Pure il mite Manlio Riva non la manda a dire all’onorevole Angelini. Il Vespa Club d’Italia e tutto il motorismo promettono che terranno duro, contestando – per quanto loro è consentito – queste nuove disposizioni. Le quali, tutto sommato, non sono prive di senso: le preoccupazioni del legislatore, visto l’enorme aumento delle persone circolanti alla guida di motociclette di qualsiasi genere, puntano a disciplinare l’accesso alla strada attraverso un esame di conoscenza della segnaletica e delle norme di base. Non può essere vero al cento per cento, come pare sostenere Manlio Riva, che tutti coloro che si mettono in strada in sella a una motocicletta o a uno scooter siano automaticamente in grado di non rappresentare un pericolo per sé e per gli altri.

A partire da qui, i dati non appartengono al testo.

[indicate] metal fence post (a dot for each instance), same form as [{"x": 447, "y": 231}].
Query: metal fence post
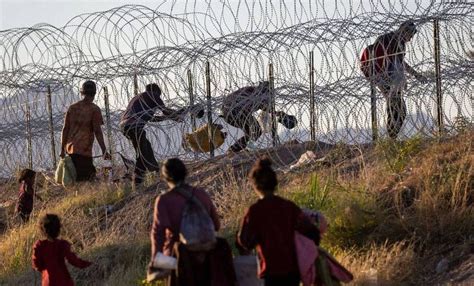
[
  {"x": 191, "y": 99},
  {"x": 29, "y": 147},
  {"x": 51, "y": 126},
  {"x": 209, "y": 110},
  {"x": 108, "y": 123},
  {"x": 373, "y": 98},
  {"x": 271, "y": 80},
  {"x": 439, "y": 98},
  {"x": 312, "y": 117}
]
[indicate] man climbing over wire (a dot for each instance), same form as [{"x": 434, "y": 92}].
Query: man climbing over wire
[
  {"x": 238, "y": 108},
  {"x": 141, "y": 110},
  {"x": 384, "y": 63}
]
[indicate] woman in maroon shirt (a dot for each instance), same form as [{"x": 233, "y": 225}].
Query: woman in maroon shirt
[
  {"x": 49, "y": 255},
  {"x": 269, "y": 226}
]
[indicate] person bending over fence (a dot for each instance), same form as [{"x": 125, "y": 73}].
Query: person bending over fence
[
  {"x": 141, "y": 110},
  {"x": 384, "y": 63}
]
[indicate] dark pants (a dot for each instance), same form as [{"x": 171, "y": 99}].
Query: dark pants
[
  {"x": 247, "y": 123},
  {"x": 396, "y": 114},
  {"x": 282, "y": 280},
  {"x": 144, "y": 156},
  {"x": 85, "y": 169}
]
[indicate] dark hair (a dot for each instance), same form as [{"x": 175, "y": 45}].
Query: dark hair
[
  {"x": 262, "y": 176},
  {"x": 89, "y": 88},
  {"x": 26, "y": 174},
  {"x": 174, "y": 170},
  {"x": 153, "y": 88},
  {"x": 50, "y": 226},
  {"x": 408, "y": 27}
]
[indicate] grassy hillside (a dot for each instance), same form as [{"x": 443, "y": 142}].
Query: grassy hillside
[{"x": 395, "y": 211}]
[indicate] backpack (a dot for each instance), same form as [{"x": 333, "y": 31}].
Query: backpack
[
  {"x": 372, "y": 60},
  {"x": 197, "y": 230}
]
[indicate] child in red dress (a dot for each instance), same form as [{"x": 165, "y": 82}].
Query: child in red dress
[{"x": 49, "y": 255}]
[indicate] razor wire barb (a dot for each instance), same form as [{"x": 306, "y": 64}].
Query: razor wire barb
[{"x": 239, "y": 39}]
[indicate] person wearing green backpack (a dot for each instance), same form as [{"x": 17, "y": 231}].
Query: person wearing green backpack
[{"x": 82, "y": 124}]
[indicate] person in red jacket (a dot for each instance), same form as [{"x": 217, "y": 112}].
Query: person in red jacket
[
  {"x": 26, "y": 194},
  {"x": 49, "y": 255},
  {"x": 269, "y": 226}
]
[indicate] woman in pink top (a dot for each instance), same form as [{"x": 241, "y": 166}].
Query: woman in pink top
[{"x": 49, "y": 255}]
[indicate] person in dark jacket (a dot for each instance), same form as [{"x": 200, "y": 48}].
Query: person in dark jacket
[
  {"x": 389, "y": 72},
  {"x": 238, "y": 108},
  {"x": 26, "y": 194},
  {"x": 49, "y": 255},
  {"x": 269, "y": 225},
  {"x": 141, "y": 110}
]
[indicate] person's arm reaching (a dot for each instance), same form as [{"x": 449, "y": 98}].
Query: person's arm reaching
[
  {"x": 97, "y": 121},
  {"x": 158, "y": 228},
  {"x": 73, "y": 259}
]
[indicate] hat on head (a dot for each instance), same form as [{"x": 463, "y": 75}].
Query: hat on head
[
  {"x": 408, "y": 26},
  {"x": 88, "y": 88}
]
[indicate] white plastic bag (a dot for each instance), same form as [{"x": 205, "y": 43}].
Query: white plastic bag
[{"x": 65, "y": 172}]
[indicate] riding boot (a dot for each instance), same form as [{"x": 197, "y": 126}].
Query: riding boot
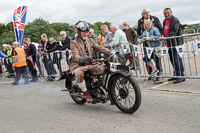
[{"x": 88, "y": 96}]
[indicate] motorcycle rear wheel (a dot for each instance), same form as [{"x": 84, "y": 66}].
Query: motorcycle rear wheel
[{"x": 125, "y": 93}]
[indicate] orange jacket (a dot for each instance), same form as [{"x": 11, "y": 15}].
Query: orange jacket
[
  {"x": 21, "y": 58},
  {"x": 101, "y": 39}
]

Riva parla a nome del movimento vespistico, che sicuramente è composto da persone coscienti, con la testa sulle spalle, inquadrate in un gruppo nel quale si può rimanere solamente rispettando un certo numero di regole, tra cui spicca il totale rispetto dei valori dell’obbedienza alle leggi. In strada, tuttavia, ci va chiunque (ieri come oggi), e non è detto che ogni nuovo centauro appartenga alla categoria delle persone che fanno di questi valori un patrimonio personale.